Wheel building: 36h Hub with 32h Rim

Building a decent wheel with a 36h hub and a 32h rim, while not typical, is quite possible (as explained below).

I chose this odd wheel setup because I had an older geared Schlumpf hub (36h only) that I wanted to use the only rim brake compatible rim that also allowed for a good tubeless wheel (Surly Rabbit hole -32h only). I prefer rim brakes and my hub is too old for disc. The hub is also likely out of any warranty. I posted this build on the Schlumpf hub thread and a few people were interested in how to do it, so I started this thread.

This wheel was a little more difficult to true (had a bit of a hop), but now that its done, it seems just as solid as any other uni wheel I’ve built.

Lacing Pattern
Lacing a 32h rim to a 36h hub involves skipping one hole on opposite sides of each hub flange. I decided to skip holes directly across from each other, and to match the hole skipped on both hub flanges in order to even out tension on the rim as well as possible. I chose the most damaged looking spoke hole to skip and the other on the opposite side. I also had to bevel the spoke holes on both sides ( older hub had only 1 side beveled) since skipping a hole causes 1/2 of the spokes to be oriented backwards coming out of the hub.

Spoke Lengths
Spoke Lengths vary with a 32h rim >> 36 Hub.

The attached diagram should help you understand my explanation below.

After some trial and error and educated guessing, I found the simplest way to understand the spoke lengths is to start at the skipped hole (in red on diagram) in the hub and go outwards.

The spokes angling back over the skipped hole (2 holes away from the skipped hole - in orange) are the longest at about 8-10mm higher than the calculated 36h spoke length. This makes sense because they cross the extra distance over the skipped hole with the most horizontal angle. The next spokes angling over the skipped hole (4 holes away from the skipped hole - in yellow) need to be 4-6mm longer than a 36h spoke length. Proceeding away from the skipped hole more, there are 2 more spoke sets: a set that are 2-4mm longer, and a set that are the same length (or maybe +1mm) as a 36h typical spoke length. NOTE - the length differences are for a 29" rim and a Schlumpf hub.

The diagram shows the length differences for only 1/2 of the spokes on one hub flange, so multiply number of spokes at each length by 4 for the whole wheel:

Whole Wheel:
8 spokes: +0mm (same as 36h to 36h length)
8 spokes: +2mm to +4mm
8 spokes: +4mm to +6mm
8 spokes: +8mm to +10mm

When I built my wheel, I bought only 2 different lengths of spokes, but I found out I needed at least 4 different lengths to make it work well.

I chose 16mm long spoke nipples to maximize the threaded length in case my spoke lengths were a bit too short. This helped.

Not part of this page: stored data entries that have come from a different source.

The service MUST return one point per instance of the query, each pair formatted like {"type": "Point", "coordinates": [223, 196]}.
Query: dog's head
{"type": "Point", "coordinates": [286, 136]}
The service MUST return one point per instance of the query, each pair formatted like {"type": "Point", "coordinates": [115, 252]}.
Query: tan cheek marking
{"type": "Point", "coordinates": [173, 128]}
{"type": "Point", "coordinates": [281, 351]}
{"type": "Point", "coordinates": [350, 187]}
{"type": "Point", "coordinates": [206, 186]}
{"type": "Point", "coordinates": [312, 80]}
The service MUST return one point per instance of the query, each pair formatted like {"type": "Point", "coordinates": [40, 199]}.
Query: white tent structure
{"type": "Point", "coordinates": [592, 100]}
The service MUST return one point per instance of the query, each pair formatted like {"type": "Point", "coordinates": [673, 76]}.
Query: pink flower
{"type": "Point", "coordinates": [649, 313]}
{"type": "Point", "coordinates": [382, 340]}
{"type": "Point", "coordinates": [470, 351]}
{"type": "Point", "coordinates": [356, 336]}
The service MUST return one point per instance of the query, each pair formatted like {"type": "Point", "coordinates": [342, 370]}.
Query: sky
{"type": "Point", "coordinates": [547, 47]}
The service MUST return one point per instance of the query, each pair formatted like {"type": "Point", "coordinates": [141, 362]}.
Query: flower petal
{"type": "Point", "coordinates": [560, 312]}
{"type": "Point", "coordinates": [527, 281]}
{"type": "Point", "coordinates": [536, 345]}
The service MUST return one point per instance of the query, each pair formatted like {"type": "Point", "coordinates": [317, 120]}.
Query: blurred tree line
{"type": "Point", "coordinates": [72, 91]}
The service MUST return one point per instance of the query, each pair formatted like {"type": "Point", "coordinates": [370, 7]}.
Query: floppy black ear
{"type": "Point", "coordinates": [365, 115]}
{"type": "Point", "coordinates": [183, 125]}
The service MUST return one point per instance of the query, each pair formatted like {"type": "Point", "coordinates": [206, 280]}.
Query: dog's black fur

The picture of the hub and spokes shows How the angle of the spokes gets more perpendicular to the hub/rim as the spokes crossing over the skipped holes get farther from them.

1 Like

I cannot comment on the method and the accuracy yet,
but compliments on the well-structured post and colourful picture!

Thanks. It took me a while to clarify my explanation and make the picture, so I appreciate the compliment.

I first posted wheel build in the Schlumpf hub thread:

That original post had a much less clear explanation of spoke lengths, so I hope this will clear it up. I also made a few incorrect guesses in determining spoke length. I originally thought the spoke lengths would likely vary between the lengths calculated for a 32h hub/rim and those for a 36h hub/rim. I bought spokes at 2 lengths in-between the 2 calculated values, but it turned out I need 4 different lengths to make it work. I then had to grind down some o f the spokes and dig up some spares I had to get the correct lengths.

It would be interesting to tweak the equations used for spoke length to calculate lengths for 32h rims to 36h hubs and vice versa. I thought about doing this instead of just guessing at spoke lengths, but usually by the time I start my unicycle projects, the nerdly part of my brain is already done for the day.

You can combine 4x scare-crows + 2x a pairs of cross-1’s.
makes (4x 3) + (2x 2) = 16 (one side, and 2x 16 = 32).

I would put the spare wholes within the cross-1’s, so it’s all symetric.
And have the spare holes on the other side 90deg twisted.

Edit: hmmm, in case it’s a Schlump then I guess it’s a bit larger rim, and so my solution isn’t the best for that.

I think your thread will interest a lot of people if Truebike/Alchemist releases as planned a 36" carbon rim with 32 holes.

I would be curious to test this even though I am so attached to the magura hs33 rim brake.

I also am attached to the HS33. The Surly Rabbit Hole rim I used enables you to use the HS33 with a tubeless compatible lightweight rim. Of course the Rabbit Hole is only available in a 29" and 26" size and is getting harder to find :frowning:

To All:
I am not sure if my spoke length differences will be the same for a standard unicycle hub with a smaller flange diameter. I expect they will be close though.